Romanino giunge a noi come testimone d'una condizione intermedia tra due mondi, aulico e popolaresco, tra ciò che è medievalmente arrovellato e ciò che è modernamente lacerato.
Già con una sorta di spavalderia ma anche di fragilità, di solitudine del genio moderno, ma in una fase ancora incerta, in cui l'artista si muove in una condizione subalterna, guidata dalla cultura ufficiale, umanistica o ecclesiastica, sicchè sarà sempre importante interrogarsi sui committenti delle sue pale e dei suoi affreschi.
La prima opera riconosciuta di mano del Romanino è stata
acquistata dal museo parigino del Louvre nel 1984: è una Madonna col Bambino datata 1507-8, in cui già si riflette il nodo cruciale di quell' epoca, segnata dal passaggio dal ritratto di pratica devota, simbolica o celebrativa, a una più delicata, penetrante delineazione. In questa dolce Vergine dell'Umiltà, tipica dell'iconografia nordica, già balugina una simpatia per Dürer, la cui produzione incisa, nei primissimi anni del Cinquecento, ebbe una rapidissima diffusione e clamorose contraffazioni diventando un vero e proprio prontuario iconografico per le botteghe italiane.
In questa prima opera accertata, si incontra un Romanino che fonde solidità strutturale, semplicità di affetti, sensazione palpabile di persone e natura, un autore cioè che si colloca tra la Lombardia allora dominata dalla lezione del Bramantino (il pittore milanese miglior erede della cultura prospettica e spaziale diffusa da Bramante) e la Venezia dove Giorgione si fa tramite tra il mondo delle secche, tornite geometrie del Quattrocento e quello cinquecentesco di materia sensuale e corruttibile, che avrà in Tiziano il più possente interprete.
A proposito della temperie lagunare, detta giorgionesca, del
pittore bresciano, c'è da rilevare che in quel primo decennio del Cinquecento per breve tempo molti grandi pittori si trovarono appunto a Venezia, a lavorare uno accanto all'altro: l'ormai attardato Carpaccio, con il suo gusto di cronista di storie, di testimone oculare il vecchissimo ma sempre pronto a rinnovarsi Giovanni Bellini, che dipinge per modulazione di aree colorate tenendo conto della filosofia della luce (secondo precise teorie divulgate dai circoli neoplatonici); Giorgione per il quale arte è concerto armonico tra uomo e natura; Tiziano, Sebastiano Del Piombo, Palma il Vecchio.
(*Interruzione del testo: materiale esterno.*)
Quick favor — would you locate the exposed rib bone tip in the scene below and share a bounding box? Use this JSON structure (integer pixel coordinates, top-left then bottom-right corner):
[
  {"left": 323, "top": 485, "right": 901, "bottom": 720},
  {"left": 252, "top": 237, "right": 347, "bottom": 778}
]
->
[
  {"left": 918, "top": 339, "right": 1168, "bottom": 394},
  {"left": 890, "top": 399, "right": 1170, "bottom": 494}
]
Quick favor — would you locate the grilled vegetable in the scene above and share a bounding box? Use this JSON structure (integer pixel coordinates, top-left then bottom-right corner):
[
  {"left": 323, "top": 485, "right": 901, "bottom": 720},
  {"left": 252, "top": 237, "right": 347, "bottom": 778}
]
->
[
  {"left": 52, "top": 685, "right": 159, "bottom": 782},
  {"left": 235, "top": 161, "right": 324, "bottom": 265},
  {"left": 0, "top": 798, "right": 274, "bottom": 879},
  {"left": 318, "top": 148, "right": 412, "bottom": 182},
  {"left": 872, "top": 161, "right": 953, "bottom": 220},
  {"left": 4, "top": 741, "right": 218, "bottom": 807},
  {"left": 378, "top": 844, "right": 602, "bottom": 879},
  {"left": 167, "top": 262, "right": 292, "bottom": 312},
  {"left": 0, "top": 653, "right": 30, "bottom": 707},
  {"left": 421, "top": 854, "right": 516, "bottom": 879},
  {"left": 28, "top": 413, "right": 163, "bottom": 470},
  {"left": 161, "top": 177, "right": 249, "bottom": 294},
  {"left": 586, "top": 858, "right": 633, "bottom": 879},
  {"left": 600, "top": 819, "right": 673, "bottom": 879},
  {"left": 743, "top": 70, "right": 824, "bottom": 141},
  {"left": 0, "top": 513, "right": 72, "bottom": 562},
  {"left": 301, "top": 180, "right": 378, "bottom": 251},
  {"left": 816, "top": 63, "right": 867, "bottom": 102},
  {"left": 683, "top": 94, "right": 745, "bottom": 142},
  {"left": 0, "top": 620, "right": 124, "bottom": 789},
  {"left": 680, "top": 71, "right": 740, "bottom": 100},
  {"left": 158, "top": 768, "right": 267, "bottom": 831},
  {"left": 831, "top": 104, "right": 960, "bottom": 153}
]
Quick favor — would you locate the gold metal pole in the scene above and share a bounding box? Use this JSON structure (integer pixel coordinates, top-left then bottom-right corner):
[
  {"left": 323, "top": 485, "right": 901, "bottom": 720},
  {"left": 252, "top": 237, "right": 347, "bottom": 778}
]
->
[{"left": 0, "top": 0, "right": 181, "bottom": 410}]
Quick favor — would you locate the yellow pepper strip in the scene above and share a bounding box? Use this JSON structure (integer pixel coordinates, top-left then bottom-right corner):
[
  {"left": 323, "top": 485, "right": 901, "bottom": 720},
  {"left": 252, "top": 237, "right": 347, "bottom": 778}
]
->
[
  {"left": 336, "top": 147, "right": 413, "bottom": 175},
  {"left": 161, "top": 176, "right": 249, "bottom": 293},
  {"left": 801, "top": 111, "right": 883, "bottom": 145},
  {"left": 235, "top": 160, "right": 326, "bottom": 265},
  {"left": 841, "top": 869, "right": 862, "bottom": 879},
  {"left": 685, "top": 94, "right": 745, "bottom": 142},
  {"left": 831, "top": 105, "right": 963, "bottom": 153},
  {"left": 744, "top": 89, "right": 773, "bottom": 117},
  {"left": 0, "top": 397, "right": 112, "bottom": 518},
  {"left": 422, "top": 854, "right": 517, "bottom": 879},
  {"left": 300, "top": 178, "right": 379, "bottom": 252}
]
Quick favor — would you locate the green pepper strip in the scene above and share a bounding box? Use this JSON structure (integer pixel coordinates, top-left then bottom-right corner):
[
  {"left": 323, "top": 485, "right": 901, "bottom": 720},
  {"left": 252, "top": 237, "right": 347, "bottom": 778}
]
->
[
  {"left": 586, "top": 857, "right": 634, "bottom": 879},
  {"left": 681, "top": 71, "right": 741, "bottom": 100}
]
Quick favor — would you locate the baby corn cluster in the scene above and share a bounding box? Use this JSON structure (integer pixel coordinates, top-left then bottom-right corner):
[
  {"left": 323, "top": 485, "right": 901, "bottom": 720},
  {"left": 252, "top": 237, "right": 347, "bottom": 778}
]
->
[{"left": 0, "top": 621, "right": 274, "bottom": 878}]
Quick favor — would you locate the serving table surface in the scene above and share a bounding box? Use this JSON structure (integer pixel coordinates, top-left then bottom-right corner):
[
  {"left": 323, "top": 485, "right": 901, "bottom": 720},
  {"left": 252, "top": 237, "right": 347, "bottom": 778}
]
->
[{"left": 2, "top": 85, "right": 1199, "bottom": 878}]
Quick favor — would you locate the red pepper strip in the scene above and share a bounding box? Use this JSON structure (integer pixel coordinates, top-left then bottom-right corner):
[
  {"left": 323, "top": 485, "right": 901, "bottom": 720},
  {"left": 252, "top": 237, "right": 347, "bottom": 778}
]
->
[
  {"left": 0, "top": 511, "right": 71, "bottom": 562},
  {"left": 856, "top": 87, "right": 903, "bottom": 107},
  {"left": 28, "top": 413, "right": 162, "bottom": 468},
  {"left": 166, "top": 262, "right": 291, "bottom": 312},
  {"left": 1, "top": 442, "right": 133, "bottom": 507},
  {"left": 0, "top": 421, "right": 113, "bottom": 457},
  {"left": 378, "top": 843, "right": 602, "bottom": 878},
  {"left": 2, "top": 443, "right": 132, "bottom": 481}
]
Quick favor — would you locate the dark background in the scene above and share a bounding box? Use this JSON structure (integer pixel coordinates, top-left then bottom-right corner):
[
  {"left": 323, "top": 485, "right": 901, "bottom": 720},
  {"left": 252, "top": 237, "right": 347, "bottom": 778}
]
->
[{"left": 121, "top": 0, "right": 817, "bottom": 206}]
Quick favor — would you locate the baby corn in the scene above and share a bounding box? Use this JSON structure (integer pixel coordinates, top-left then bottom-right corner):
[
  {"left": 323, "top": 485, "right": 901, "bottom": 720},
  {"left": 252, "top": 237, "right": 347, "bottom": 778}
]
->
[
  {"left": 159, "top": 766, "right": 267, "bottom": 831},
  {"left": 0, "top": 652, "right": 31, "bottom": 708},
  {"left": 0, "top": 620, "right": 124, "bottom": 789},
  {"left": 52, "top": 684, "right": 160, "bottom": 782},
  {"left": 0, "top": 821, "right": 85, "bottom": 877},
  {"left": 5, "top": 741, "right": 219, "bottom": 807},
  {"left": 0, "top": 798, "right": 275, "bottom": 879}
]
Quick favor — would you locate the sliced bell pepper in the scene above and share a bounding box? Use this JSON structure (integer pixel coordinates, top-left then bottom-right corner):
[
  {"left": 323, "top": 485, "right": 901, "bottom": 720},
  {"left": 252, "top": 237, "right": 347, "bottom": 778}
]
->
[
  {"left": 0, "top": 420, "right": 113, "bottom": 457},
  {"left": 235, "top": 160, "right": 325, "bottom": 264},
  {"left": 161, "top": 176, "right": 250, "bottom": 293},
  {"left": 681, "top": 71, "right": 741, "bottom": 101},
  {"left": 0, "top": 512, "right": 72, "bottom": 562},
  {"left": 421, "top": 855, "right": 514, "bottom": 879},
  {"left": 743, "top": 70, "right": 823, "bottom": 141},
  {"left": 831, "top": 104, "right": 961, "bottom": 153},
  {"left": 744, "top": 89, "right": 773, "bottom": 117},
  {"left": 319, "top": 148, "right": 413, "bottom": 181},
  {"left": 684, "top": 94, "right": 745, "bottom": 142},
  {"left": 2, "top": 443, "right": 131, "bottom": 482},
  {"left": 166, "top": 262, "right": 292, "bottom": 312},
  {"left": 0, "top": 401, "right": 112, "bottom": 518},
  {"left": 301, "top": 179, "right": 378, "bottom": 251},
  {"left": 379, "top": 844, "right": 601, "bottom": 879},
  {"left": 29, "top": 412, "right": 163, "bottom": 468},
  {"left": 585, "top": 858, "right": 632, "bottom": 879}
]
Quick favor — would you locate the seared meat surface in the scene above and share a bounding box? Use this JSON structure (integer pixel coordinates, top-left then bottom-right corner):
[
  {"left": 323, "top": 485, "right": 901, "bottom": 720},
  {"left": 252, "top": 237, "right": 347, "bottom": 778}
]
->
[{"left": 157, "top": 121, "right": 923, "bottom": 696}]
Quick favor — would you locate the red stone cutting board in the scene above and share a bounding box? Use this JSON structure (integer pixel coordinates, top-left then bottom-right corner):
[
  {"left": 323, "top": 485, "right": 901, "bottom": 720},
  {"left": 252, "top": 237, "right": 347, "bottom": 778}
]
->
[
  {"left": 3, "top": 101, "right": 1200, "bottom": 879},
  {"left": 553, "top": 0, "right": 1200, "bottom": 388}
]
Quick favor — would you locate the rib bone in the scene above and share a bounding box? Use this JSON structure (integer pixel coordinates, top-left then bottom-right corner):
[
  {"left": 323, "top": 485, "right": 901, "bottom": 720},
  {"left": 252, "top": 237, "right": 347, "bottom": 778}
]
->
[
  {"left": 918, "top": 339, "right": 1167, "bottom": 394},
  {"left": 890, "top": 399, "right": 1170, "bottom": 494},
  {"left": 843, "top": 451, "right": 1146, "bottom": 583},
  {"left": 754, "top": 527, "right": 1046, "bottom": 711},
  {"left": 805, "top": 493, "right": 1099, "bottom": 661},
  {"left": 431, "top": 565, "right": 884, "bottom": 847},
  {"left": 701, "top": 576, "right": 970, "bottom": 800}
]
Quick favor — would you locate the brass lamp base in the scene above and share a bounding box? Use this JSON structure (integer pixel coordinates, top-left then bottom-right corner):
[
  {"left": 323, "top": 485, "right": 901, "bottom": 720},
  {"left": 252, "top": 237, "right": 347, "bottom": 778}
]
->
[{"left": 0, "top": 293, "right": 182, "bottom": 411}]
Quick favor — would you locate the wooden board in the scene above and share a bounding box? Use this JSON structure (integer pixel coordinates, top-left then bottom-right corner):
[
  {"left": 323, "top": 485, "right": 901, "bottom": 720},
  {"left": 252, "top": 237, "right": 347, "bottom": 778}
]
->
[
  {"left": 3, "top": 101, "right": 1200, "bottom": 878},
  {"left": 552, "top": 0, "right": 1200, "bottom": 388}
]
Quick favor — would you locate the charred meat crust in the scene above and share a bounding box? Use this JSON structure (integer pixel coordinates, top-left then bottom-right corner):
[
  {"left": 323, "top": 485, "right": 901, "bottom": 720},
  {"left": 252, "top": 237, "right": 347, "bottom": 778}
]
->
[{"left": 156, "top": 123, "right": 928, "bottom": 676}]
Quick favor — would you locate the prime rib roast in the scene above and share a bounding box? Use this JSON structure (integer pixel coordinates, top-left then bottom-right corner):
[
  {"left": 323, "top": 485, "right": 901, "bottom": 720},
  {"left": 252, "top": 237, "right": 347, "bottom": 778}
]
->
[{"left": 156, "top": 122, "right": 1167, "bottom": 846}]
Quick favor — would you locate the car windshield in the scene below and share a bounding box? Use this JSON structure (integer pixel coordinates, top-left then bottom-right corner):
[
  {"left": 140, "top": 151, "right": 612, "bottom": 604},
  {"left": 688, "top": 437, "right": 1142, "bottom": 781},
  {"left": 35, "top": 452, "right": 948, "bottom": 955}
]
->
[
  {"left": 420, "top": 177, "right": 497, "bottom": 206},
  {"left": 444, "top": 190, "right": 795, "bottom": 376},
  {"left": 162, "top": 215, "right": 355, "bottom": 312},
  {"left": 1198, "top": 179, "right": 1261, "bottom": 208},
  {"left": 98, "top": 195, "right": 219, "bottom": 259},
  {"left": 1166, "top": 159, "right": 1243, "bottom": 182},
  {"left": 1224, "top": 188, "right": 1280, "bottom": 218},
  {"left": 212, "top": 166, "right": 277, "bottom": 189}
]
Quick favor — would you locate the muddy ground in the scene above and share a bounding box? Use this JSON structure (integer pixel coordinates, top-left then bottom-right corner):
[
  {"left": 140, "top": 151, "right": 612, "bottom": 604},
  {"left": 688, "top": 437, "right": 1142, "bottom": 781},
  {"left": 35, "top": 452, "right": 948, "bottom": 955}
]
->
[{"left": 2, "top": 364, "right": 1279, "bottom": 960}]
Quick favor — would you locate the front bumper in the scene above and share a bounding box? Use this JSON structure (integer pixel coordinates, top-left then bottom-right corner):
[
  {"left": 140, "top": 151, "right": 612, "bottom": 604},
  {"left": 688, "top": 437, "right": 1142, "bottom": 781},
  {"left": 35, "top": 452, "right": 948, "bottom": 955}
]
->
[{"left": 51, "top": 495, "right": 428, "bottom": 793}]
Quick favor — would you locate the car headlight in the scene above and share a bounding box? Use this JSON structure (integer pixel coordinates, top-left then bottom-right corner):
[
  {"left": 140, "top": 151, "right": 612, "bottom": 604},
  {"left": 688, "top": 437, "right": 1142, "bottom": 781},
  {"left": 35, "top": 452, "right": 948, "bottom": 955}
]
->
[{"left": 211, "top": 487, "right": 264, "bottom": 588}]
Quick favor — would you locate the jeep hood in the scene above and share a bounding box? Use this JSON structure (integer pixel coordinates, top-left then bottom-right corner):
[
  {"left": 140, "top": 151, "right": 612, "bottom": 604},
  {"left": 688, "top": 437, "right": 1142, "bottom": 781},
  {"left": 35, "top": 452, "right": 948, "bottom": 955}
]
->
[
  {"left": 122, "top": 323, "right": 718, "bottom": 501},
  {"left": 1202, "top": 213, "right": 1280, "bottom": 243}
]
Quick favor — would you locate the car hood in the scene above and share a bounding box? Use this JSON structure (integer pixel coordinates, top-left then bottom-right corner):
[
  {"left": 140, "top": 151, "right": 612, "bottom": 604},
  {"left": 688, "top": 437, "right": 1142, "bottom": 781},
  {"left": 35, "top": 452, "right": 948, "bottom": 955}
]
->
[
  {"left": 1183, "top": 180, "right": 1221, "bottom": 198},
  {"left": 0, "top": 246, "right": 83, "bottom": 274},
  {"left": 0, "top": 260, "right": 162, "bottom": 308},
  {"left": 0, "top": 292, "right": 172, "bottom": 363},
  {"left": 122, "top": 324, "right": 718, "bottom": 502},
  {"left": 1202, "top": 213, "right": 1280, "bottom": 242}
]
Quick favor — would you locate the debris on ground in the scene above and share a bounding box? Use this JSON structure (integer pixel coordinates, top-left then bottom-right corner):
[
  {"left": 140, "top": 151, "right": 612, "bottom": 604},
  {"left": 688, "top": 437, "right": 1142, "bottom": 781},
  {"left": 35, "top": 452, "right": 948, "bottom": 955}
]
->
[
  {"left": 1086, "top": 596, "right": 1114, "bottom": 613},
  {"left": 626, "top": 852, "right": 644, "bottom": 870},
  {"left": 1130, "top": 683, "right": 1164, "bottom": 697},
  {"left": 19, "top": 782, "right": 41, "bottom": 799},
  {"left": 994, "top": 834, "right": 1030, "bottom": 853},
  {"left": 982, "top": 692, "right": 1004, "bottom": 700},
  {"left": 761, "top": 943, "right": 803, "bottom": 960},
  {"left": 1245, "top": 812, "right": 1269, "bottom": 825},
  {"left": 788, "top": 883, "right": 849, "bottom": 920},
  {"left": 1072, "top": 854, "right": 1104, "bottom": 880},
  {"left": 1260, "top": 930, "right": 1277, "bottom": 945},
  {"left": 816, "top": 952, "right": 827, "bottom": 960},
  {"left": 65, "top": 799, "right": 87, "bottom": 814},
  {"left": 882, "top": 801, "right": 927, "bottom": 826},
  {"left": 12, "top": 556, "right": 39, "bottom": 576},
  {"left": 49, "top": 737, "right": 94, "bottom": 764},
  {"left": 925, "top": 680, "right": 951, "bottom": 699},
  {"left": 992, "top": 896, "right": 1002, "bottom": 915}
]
A proposito di Vittore
Carpaccio, c'è da notare che il suo candore narrativo era apprezzato anche a Brescia ancora nel secondo decennio del Cinquecento se nel 1519 arrivò per la chiesa di S. Giovanni Evangelista una sua Madonna col Bambino fra i santi Faustino e
Giovita, opera poi distrutta in un naufragio; ed è da rilevare il fatto curioso che il Vasari, la fonte letteraria più importante per le vite dei pittori del
Cinquecento, citò Romanino proprio nella Vita di Carpaccio, quale abile disegnatore "come apertamente dimostraro l' opere sue fatte in Brescia ed intorno a molte miglia" (lo citò poi una seconda volta nelle Vite di Benevenuto Garofalo e Girolamo da Carpi, pur indicando la sua preferenza per il più classico Moretto).In quella Venezia d'inizio secolo dove confluivano tanti
eccelsi maestri, tra il febbraio e l' aprile del 1500 aveva fatto documentata comparsa Leonardo da Vinci, a rafforzare la coscienza, col suo sfumato, che la luce che forma il mondo contiene anche il principio del suo sfaldamento, ed a saggiare tramite i disegni la sua concezione della varietà infinita del reale. Così il paesaggio dell' anima e quello del mondo naturale esterno potevano avvicinarsi, in Leonardo, nel trascorrere energico delle cose e invece, in Giorgione e nel Tiziano giovane, nell' armonia.